IRS to quit assisting tax refund loans: consumer groups applaud
The one- to two-week loans are made by banks and facilitated by commercial tax preparers, secured by the taxpayer's refund. In 2008, the groups say, the loans skimmed $738 million from the refunds of 8.4 million American taxpayers. Interest charges can be exorbitant, with some lenders levying fees that amount to annual percentage rates from 50% to nearly 500%.
The IRS has been facilitating these loans with a service called the "debt indicator" which helps banks that partner with tax preparers to make loans based on the borrower's expected tax refund.
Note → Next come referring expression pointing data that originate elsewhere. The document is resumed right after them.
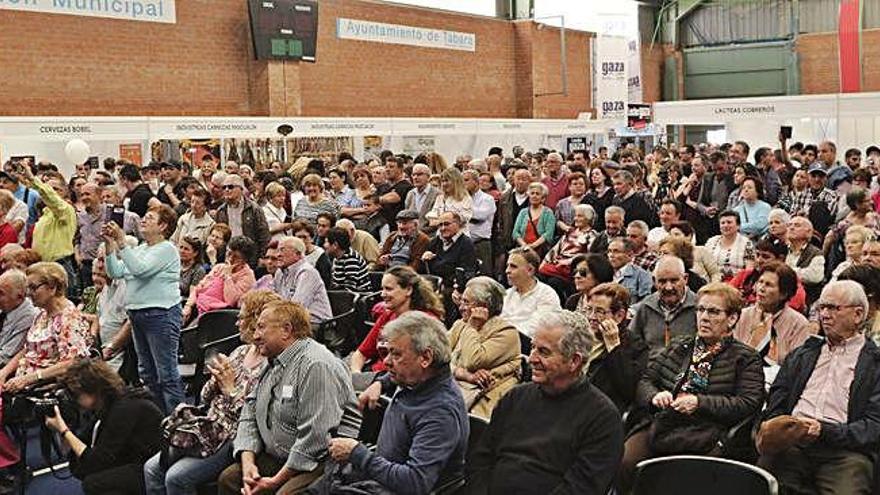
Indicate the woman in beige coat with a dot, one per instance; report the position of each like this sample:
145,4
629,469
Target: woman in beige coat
485,347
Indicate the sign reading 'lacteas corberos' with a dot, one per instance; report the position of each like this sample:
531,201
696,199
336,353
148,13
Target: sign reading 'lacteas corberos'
131,10
354,29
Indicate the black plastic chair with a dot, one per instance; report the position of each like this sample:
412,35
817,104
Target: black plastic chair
693,475
338,333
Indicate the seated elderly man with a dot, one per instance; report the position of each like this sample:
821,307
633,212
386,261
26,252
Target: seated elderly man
424,431
297,280
303,394
557,434
405,245
621,254
822,422
670,311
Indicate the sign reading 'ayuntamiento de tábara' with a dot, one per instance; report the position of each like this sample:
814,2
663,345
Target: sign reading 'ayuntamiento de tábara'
130,10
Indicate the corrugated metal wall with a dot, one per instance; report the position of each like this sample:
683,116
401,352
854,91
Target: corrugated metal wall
719,22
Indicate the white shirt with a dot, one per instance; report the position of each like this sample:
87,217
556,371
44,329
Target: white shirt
523,310
484,213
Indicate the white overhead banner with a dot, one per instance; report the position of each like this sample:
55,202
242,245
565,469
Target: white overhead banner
129,10
379,32
610,74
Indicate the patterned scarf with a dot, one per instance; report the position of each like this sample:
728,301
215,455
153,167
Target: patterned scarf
695,379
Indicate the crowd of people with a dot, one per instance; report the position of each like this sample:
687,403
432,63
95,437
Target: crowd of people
593,310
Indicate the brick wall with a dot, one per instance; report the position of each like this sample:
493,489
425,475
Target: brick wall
203,65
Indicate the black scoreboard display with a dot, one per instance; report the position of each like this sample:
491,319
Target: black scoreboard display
284,29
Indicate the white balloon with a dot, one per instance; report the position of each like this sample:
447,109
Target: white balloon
77,151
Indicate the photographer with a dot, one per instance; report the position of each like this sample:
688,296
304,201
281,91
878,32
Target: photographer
125,434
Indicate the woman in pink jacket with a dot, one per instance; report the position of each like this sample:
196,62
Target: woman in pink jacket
227,282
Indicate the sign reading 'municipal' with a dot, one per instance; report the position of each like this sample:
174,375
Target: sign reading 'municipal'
354,29
131,10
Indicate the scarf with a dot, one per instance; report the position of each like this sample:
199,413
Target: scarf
695,379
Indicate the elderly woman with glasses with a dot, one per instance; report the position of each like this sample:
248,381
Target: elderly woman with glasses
697,388
485,347
58,336
200,438
535,226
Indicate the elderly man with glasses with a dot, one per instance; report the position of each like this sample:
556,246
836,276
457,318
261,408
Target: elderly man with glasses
822,422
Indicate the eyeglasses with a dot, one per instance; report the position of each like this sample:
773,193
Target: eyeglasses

The "debt indicator" acts as a form of credit check, telling tax preparers whether a taxpayer's refund will be paid or will be intercepted for government debts.
"We are pleased that IRS has decided to stop aiding and abetting high-cost RALs that siphon off hundreds of millions in taxpayers' hard-earned money and federal benefits meant to lift the working poor out of poverty," said Chi Chi Wu, the consumer law center's staff attorney, in a statement.
Advocates at NCLC and CFA have been lobbying the IRS to end the debt indicator since 2005, when they published a report entitled "Corporate Welfare for the RAL Industry: The Debt Indicator, IRS Subsidy, And Tax Fraud." Their most recent criticism of the debt indicator came during the IRS Commissioner's Return Preparer Review Forum in August 2009, during which they again urged the IRS to discontinue the program.
"The federal government should not be sharing taxpayers' personal information for the profit of banks and tax preparers by operating what is essentially a free credit reporting service for them," said Jean Ann Fox, director of financial services for Consumer Federation of America, in a statement. "We are glad the IRS finally stopped letting tax preparers and banks pry into taxpayers' records about what they owe the government."
The IRS also says it will consider allowing a portion of tax refunds to pay for tax preparation, which the groups say could further undermine the refund loan and refund anticipation check markets, since some taxpayers use them to avoid paying out-of-pocket tax preparation fees.
In January of this year, the IRS Commissioner announced another reform backed by the consumer groups -- regulation of tax preparers. In the future, the IRS will require tax preparers to be registered, tested and adhere to a code of ethics.
The CFA and NCLA also called on the IRS and banking regulators to end refund loans once and for all by prohibiting tax preparers from sharing or using tax return information to sell or arrange financial products.